The Archives Hub - which provides access to descriptions of unique and unpublished primary source material held in universities, colleges and research institutes - gives a good short biography for Leach. He was born in 1887 in Hong Kong and lived in the Far East until the age of ten, when he came to school at a Jesuit college in England. At 16, in 1903, he was admitted to Slade, as their youngest student, and subsequently studied etching, and in 1909 went to work in Japan as an etcher. Soon, though, he discovered ceramics and trained with Japanese masters. After befriending a young potter named Shoji Hamada, the two of them came to England, to St Ives, Cornwall, and set up the Leach Pottery, which over time was to become hugely influential.

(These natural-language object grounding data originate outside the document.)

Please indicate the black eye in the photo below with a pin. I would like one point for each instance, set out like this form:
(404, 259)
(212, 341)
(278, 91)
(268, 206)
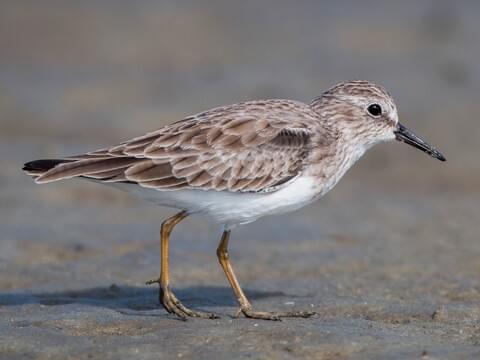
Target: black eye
(374, 110)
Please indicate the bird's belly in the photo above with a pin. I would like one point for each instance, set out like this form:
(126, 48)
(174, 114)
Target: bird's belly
(235, 208)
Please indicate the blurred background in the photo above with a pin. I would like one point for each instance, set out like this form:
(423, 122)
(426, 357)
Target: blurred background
(80, 75)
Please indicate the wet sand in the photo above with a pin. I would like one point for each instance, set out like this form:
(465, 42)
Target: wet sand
(389, 259)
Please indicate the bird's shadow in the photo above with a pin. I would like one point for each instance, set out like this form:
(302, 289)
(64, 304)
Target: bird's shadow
(133, 300)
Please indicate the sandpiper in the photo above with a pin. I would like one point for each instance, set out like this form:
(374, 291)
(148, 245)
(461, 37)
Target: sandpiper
(234, 164)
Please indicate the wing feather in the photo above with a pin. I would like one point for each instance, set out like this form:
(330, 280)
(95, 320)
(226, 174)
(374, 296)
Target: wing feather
(248, 147)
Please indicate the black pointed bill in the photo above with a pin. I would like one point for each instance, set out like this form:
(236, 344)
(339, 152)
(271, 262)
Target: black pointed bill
(404, 135)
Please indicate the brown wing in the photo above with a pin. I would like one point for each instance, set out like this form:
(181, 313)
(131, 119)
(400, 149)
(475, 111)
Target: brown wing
(249, 147)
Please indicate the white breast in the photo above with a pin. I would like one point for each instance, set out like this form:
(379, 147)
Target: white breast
(230, 208)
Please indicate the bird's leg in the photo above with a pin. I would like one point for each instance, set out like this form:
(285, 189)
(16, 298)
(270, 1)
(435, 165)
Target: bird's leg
(245, 306)
(166, 296)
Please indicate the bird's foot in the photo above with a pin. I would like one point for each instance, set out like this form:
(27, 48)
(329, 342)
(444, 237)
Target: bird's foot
(274, 315)
(174, 306)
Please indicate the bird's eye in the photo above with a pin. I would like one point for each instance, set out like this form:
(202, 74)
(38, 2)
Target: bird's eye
(374, 110)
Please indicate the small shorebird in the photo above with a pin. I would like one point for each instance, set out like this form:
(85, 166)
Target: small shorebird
(234, 164)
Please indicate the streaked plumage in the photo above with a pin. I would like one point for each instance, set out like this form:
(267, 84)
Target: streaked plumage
(237, 163)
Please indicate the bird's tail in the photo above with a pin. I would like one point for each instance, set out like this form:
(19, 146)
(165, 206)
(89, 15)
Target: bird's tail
(37, 168)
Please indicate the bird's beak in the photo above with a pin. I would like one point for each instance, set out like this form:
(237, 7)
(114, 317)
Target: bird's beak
(404, 135)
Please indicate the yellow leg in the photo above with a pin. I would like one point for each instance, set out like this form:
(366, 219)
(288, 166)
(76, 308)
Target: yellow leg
(166, 296)
(245, 306)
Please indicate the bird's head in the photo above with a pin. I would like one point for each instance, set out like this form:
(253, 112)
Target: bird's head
(366, 114)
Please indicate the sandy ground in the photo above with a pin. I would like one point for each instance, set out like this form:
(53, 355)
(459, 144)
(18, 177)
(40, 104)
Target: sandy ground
(389, 259)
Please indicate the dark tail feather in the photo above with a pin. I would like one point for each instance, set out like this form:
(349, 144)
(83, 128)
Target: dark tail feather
(38, 167)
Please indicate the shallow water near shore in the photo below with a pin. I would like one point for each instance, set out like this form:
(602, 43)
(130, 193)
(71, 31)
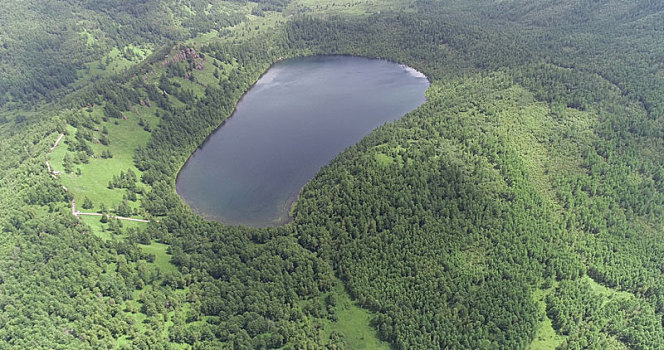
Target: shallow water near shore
(299, 115)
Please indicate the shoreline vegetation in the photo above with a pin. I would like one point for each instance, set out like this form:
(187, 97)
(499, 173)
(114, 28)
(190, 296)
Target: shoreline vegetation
(520, 207)
(189, 195)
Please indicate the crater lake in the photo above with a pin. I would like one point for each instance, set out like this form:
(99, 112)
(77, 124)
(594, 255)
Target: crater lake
(297, 117)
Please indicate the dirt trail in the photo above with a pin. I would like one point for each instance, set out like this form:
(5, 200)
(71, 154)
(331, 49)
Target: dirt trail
(73, 201)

During the 1930s, Leach started teaching at Dartington Hall, and he set up a pottery in Shinner’s Bridge. He also worked as a draughtsman and, according to the Archives Hub biography, was hugely influential as a writer and thinker. During an extremely active life, he was continually at the centre of developments in the studio crafts, leading and participating in demonstrations, conferences, and exhibiting and touring around the world. It is estimated that Leach made about 100,000 pots during his lifetime and sold well over that number of his most famous written work, A Potter’s Book. Moreover, Archives Hub says, his letters and diaries, which are housed at the Crafts Study Centre in Farnham, make ‘illuminating reading’.
Historically, many priests, writers and politicians have kept diaries, but very few craftspeople have. Of over 500 diarists listed by The Diary Junction only five are categorised as craftspeople, and none as potters (there is no data on Leach himself yet). So Leach is quite a rarity. VADS, the online resource for visual arts in the UK, has nearly 1,000 images for Leach, including, of course, his ceramics, but also photographs, letters, and many pages from his diary.
One of those pages is for 30 August 1908, one hundred years go today. Leach, then aged 21, was in a philosophical mood. He wrote this in the diary: ‘Question: What is the greater - the artist (Raphael) who appeals to all the multitude and the senses or the artist (Blake) who appeals only to the highest minds. What the devil has the ‘mot’ to do with art? What is the ratio between art and humanity? Is art any use? Is anything any use? To live happily one must take it for granted it is!’